Türkiye’de
uzun zamandır kadınların giyimi konusunda tartışmalar yapılmakta. Bu
tartışmalarla toplumumuz iki cepheye bölünmüş durumda. Özellikle kendilerini “Atatürkçü,
cumhuriyetçi” olarak gören kesim, dindar görünen kadınlara karşı itici,
dışlayıcı bir dil kullanmakta. Bu da karşıt görüşler arasındaki uçurumu
derinleştirirken uzlaşma ve birbirinden etkilenme olasılığını ortadan
kaldırmak. Kurtuluş Savaşı’mızın ve Cumhuriyet Devrimi’mizin öncüsü Atatürk, bu
konuda nasıl düşünüyordu acaba? O, günümüzde kendini Atatürkçü görenlerle aynı
düşüncede miydi?
Atatürk,
21 Mart 1923’te Konya Hilali Ahmer Kadınlar Şubesinde tarihe geçecek bir konuşma
yaptı. Bu konuşmada Atatürk’ün öngörüsüne şapka çıkarmak gerek.
“Fakat
muhterem hanımlar ve muhterem beyler, hepinizce malumdur ki kadınlarımızın bu
kadar fedakârlığına, kadınlarımızın bu kadar hizmetine, erkeklerden hiçbir
yerde geri kalmayan bu kadar ehliyetlerine rağmen, düşmanlarımız ve Türk
kadınının ruhunu bilmeyen yüzeysel bakışlar kadınlarımıza bazı isnatlarda bulunmaktadırlar.

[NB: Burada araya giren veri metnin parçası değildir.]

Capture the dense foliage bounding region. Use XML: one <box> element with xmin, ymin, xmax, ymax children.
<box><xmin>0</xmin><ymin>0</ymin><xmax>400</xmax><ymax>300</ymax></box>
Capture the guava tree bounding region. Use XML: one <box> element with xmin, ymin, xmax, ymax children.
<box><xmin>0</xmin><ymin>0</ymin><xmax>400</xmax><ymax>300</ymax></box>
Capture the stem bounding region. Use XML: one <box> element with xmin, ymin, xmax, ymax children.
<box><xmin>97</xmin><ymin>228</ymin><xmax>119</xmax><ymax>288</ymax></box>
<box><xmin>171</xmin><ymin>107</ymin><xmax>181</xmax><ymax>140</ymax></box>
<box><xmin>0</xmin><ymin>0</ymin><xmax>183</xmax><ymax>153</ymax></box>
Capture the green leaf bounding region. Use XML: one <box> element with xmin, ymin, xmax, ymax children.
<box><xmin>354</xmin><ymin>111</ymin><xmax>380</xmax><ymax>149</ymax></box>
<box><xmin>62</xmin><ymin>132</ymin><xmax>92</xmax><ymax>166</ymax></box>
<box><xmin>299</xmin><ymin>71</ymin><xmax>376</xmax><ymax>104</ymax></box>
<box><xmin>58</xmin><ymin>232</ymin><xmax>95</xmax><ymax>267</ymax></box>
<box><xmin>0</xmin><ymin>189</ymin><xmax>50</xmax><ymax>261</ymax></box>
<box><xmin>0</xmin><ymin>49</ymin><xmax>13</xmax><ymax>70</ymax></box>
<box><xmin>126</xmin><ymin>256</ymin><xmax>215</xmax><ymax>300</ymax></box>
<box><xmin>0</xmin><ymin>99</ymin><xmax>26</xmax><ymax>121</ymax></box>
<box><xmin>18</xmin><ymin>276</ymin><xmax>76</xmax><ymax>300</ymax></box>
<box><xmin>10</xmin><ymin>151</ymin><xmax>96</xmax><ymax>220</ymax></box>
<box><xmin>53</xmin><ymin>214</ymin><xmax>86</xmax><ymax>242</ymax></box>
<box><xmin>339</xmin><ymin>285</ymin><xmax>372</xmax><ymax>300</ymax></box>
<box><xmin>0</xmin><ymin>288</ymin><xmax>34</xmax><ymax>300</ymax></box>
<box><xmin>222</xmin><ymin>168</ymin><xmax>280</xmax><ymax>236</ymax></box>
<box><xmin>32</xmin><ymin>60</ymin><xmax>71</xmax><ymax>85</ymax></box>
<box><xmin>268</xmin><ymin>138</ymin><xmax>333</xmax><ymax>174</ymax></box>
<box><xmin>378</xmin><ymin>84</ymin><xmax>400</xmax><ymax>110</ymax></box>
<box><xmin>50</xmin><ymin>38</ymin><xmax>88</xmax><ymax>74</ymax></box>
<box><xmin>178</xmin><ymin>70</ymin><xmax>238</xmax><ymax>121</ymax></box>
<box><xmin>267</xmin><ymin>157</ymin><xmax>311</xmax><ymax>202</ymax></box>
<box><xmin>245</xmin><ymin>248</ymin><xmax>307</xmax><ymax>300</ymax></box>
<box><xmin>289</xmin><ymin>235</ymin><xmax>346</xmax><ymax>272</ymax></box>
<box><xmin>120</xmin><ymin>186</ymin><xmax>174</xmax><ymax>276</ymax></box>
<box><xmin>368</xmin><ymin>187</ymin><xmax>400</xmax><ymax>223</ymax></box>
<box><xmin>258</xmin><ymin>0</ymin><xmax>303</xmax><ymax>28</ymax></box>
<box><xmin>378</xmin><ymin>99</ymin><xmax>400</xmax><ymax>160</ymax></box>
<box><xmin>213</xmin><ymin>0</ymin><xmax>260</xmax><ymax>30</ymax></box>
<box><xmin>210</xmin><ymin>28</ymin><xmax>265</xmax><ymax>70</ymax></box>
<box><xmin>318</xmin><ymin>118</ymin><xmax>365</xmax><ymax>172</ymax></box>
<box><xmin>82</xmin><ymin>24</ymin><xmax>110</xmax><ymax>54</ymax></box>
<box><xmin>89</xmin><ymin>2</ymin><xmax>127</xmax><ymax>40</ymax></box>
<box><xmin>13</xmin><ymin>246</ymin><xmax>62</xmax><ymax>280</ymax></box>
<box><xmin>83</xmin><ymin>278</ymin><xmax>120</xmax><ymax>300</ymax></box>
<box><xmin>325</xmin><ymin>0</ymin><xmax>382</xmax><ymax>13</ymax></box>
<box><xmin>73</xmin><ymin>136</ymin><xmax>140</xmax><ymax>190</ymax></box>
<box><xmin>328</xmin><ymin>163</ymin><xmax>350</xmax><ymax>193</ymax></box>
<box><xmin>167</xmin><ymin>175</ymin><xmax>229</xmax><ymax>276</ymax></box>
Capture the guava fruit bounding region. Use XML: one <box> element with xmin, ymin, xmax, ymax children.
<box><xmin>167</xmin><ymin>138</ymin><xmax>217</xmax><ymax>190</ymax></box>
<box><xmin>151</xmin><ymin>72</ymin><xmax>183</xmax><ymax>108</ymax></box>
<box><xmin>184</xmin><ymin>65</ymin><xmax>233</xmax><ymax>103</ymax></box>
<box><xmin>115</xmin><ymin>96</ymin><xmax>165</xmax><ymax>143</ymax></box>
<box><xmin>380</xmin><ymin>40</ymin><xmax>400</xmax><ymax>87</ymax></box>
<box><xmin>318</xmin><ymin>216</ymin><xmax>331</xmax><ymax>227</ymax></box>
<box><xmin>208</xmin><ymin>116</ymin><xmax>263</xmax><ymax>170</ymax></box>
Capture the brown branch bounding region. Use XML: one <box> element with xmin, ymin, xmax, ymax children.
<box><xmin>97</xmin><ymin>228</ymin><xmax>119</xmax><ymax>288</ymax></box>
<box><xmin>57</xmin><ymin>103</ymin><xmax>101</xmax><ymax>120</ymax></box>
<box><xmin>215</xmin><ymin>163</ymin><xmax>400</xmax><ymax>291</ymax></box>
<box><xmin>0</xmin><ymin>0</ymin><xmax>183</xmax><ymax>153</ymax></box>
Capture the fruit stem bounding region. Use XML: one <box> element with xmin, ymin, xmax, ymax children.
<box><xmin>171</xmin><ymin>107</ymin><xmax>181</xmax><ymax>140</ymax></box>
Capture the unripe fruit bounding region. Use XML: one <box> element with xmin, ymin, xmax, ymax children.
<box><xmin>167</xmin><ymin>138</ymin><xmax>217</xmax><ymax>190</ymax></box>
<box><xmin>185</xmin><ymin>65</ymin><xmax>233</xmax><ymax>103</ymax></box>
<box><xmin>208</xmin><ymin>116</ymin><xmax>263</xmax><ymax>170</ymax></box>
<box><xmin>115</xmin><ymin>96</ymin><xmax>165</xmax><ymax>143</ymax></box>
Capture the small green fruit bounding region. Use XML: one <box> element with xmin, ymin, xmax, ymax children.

Kadınlarımızın hayatta atılane yaşadıklarını, ilim ile, irfan ile münasebetleri
bulunmadığını, medeni hayat ve toplumsal hayat ile alakadar olmadıklarını,
kadınlarımızın her şeyden mahrum kaldıklarını, onların Türk erkekleri
tarafından hayattan, dünyadan, insanlıktan, işten güçten uzak tutulduğunu söyleyenler
vardır. Fakat halin hakikati böyle midir? Şüphesiz ki Türk kadınını bu suretle görmek,
Türk kadınını görmemektir. Yabancıların ve bizi düşman gözüyle görenlerin tarif
ve tasvir ettikleri kadınlar, bu vatanın asıl kadını, Anadolu’nun asıl Türk
kadını değildir. Öyle kadınlar bizim asıl hayatımızda ve asıl memleketimizde
yoktur. Türk kadınını yanlış görüp yanlış anlatanlar, bilhassa büyük şehirlerimizde,
ileri, medeni zannedilen yerlerde bazı Türk hanımlarının harici manzaralarına
bakarak aldanıyorlar. O kadınların harici manzaralarını aleyhimizdeki kötü yorumlara
müsait bir zemin olarak alıyorlar. Milletin genel hayatına nispetle pek sınırlı
ve ehemmiyetsiz olan o kadınları, onların harici manzaralarından çıkardıkları
manayı bütün Türk kadınlığına yayıyorlar. İşte ilk düzeltilecek hata ve ilk
ilan edilecek hakikat buradadır. Harici manzaralarıyla düşmanlarımıza ve
bilhassa içimizdeki bedbahtlara bilerek ve daha ziyade bilmeyerek haklı bir
yalan dolan sermayesi veren manzaralara, hepiniz biliyorsunuz ve herkes biliyor
ki, en ziyade memleketimizin en büyük şehri olan, asırlarca devletin payitahtı
ve hilafet merkezi bulunan İstanbul’da tesadüf ediliyor. Düşmanlarımız bu
manzaradaki kadınlardan aldıkları intibalar ile acı hükümler veriyor ve
diyorlar ki: Türkiya medeni bir millet olamaz, çünkü Türkiya halkı iki parçadan
meydana gelmektedir; kadın ve erkek iki kısma ayrılmıştır. Halbuki bir toplum aynı
gayeye bütün kadınları ve erkekleriyle beraber yürümezse ilerlemesine ve medenileşmesine
fenni imkân ve ilmi ihtimal yoktur. (Atatürk’ün Bütün Eserleri, Cilt: 15,
Kaynak Yayınları, Birinci Basım, Şubat 2005, s. 245-246)”
Atatürk’ün
yukarıdaki saptaması olağanüstü ve öngörülüdür. İstanbul’da kadınların tamamını
temsil etmeyen küçük bir azınlığın kara çarşaflı ve peçeli sokağa çıkmasını
batılı düşmanlarımız ülkemizin uygar olamayacağı doğrultusunda yorumlamaktalar.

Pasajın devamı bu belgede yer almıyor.